Hal ini terjadi pada saat para pejabat universitas Amerika bersiap menghadapi kemungkinan gangguan pada upacara wisuda akibat protes terhadap perang di Gaza, yang telah mendorong beberapa orang untuk membatalkan upacara tersebut atau mengeluarkan langkah-langkah keamanan yang ketat.
Postingan media sosial pada hari Sabtu menunjukkan mahasiswa VCU meninggalkan aula dengan mengenakan gaun wisuda dan topi ketika gubernur negara bagian itu yang berasal dari Partai Republik, Glenn Youngkin, memulai pidato kelulusannya. Beberapa mahasiswa mengkritik pilihan gubernur sebagai pembicara tahun ini karena penolakannya terhadap persyaratan literasi rasial yang diajarkan oleh VCU, serta mengatakan bahwa perkemahan tidak boleh diizinkan di kampus.
Video yang diposting online menunjukkan beberapa mahasiswa pengunjuk rasa VCU meneriakkan, “Singkapkan, jelas – kami tidak akan berhenti, kami tidak akan beristirahat,” mengacu pada tuntutan para pengunjuk rasa agar lembaga mereka memutuskan hubungan keuangan mereka dengan Israel.
Cyrine Haddad, mahasiswa tahun kedua di Virginia Commonwealth University yang membantu mengatur protes, mengatakan kepada BBC pada Sabtu malam bahwa orang-orang bertepuk tangan begitu keras sehingga penonton tidak dapat mendengar Youngkin berbicara.
Haddad mengatakan, sekitar 150 orang berunjuk rasa di luar upacara, termasuk mahasiswa yang keluar. Polisi menangkap 13 orang, termasuk enam mahasiswa, di Virginia Commonwealth University ketika polisi membersihkan kamp di sana pada tanggal 29 April. Puluhan mahasiswa meninggalkan upacara wisuda mereka di Virginia Commonwealth University pada hari Sabtu, sebagai protes terhadap sikap gubernur negara bagian, yang menjadi salah satu pembicara pada upacara tersebut, terkait demonstrasi yang disaksikan kampus baru-baru ini.

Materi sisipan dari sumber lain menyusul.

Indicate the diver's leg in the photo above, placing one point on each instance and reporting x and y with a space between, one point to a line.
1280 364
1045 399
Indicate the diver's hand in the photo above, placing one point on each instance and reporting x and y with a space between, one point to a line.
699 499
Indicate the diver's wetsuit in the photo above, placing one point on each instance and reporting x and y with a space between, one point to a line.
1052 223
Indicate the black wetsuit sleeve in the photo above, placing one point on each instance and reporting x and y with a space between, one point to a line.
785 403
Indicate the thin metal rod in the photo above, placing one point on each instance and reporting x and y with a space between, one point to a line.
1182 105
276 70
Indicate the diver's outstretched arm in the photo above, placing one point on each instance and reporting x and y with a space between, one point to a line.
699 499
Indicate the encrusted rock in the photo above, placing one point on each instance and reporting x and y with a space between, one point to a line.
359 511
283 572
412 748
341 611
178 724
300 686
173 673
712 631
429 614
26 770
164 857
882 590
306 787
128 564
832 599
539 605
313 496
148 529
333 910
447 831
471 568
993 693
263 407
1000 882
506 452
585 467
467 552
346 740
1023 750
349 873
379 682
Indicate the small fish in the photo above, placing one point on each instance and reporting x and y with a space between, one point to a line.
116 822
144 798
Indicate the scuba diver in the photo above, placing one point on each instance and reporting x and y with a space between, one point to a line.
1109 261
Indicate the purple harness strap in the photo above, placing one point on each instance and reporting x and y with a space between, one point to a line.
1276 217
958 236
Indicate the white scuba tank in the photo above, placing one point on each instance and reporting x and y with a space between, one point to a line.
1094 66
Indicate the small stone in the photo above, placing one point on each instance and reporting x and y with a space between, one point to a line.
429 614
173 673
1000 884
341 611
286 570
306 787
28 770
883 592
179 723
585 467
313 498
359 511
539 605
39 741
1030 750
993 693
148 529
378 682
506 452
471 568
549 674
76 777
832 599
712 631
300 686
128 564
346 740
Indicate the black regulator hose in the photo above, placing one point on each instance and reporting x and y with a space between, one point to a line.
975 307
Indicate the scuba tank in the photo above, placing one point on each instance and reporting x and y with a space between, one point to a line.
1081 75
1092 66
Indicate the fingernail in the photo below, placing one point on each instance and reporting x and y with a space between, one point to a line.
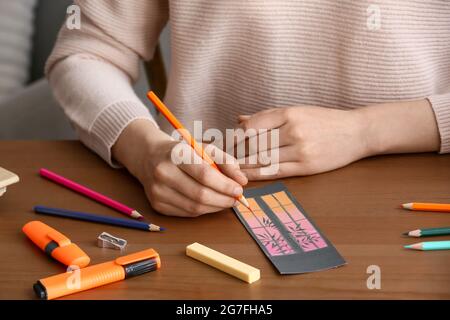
237 191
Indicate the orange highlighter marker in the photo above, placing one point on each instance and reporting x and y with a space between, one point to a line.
98 275
55 244
187 136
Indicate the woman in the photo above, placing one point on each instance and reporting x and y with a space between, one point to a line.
340 80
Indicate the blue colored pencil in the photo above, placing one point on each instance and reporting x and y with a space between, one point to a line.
97 218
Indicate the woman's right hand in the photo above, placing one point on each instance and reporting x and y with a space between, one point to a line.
185 190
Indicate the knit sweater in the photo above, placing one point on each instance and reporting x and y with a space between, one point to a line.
242 56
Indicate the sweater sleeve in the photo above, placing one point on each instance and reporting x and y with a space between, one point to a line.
91 70
441 107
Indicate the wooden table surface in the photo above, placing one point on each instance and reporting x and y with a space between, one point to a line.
357 207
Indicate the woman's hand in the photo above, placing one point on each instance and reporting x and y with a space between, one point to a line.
186 190
315 139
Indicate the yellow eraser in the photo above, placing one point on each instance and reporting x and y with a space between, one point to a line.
222 262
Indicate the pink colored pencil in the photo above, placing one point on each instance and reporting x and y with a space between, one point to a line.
89 193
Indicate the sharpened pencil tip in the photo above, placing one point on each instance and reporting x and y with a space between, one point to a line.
136 215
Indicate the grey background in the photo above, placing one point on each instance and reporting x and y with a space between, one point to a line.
32 113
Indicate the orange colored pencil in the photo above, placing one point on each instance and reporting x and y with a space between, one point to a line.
435 207
187 136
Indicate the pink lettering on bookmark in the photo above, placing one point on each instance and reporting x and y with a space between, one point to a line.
264 229
300 229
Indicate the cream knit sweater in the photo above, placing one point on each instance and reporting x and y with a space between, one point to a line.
232 57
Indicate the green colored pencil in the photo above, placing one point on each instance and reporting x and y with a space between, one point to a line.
431 245
428 232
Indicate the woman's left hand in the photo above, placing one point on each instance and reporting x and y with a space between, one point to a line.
311 140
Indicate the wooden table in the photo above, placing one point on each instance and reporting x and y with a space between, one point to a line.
357 207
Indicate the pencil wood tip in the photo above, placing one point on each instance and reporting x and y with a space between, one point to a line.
155 228
136 215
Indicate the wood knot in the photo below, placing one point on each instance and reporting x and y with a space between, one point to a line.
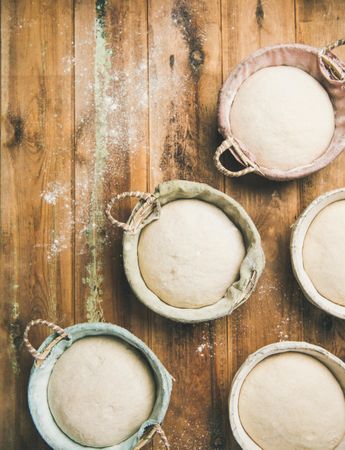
197 58
259 14
14 126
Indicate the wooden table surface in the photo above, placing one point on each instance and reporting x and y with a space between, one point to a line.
108 96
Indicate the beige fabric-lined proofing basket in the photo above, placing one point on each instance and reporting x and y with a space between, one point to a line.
148 209
298 234
334 364
323 65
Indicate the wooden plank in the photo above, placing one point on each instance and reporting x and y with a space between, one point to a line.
184 78
273 312
36 207
111 147
320 23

Hal ini terjadi pada saat para pejabat universitas Amerika bersiap menghadapi kemungkinan gangguan pada upacara wisuda akibat protes terhadap perang di Gaza, yang telah mendorong beberapa orang untuk membatalkan upacara tersebut atau mengeluarkan langkah-langkah keamanan yang ketat.
Postingan media sosial pada hari Sabtu menunjukkan mahasiswa VCU meninggalkan aula dengan mengenakan gaun wisuda dan topi ketika gubernur negara bagian itu yang berasal dari Partai Republik, Glenn Youngkin, memulai pidato kelulusannya.
Beberapa mahasiswa mengkritik pilihan gubernur sebagai pembicara tahun ini karena penolakannya terhadap persyaratan literasi rasial yang diajarkan oleh VCU, serta mengatakan bahwa perkemahan tidak boleh diizinkan di kampus.
Pidato gubernur tetap berjalan sesuai rencana meskipun ada keberangkatan. Dia kemudian memposting pesan di media sosial yang memberi selamat kepada para lulusan dan tidak mengomentari protes tersebut.
Pada upacara wisuda lainnya pada hari Sabtu, Dekan UC Berkeley Carol Christ membuka upacara tersebut dengan berbicara tentang demonstrasi yang dilakukan pengunjuk rasa selama berminggu-minggu.“Saya sedih melihat konflik ini telah memecah belah mahasiswa, dosen, dan staf,” katanya, menurut Los Angeles Times. Ucapan tersebut memicu tepuk tangan dan teriakan seperti: “Halo, halo, ho ho, pendudukan harus dihentikan.”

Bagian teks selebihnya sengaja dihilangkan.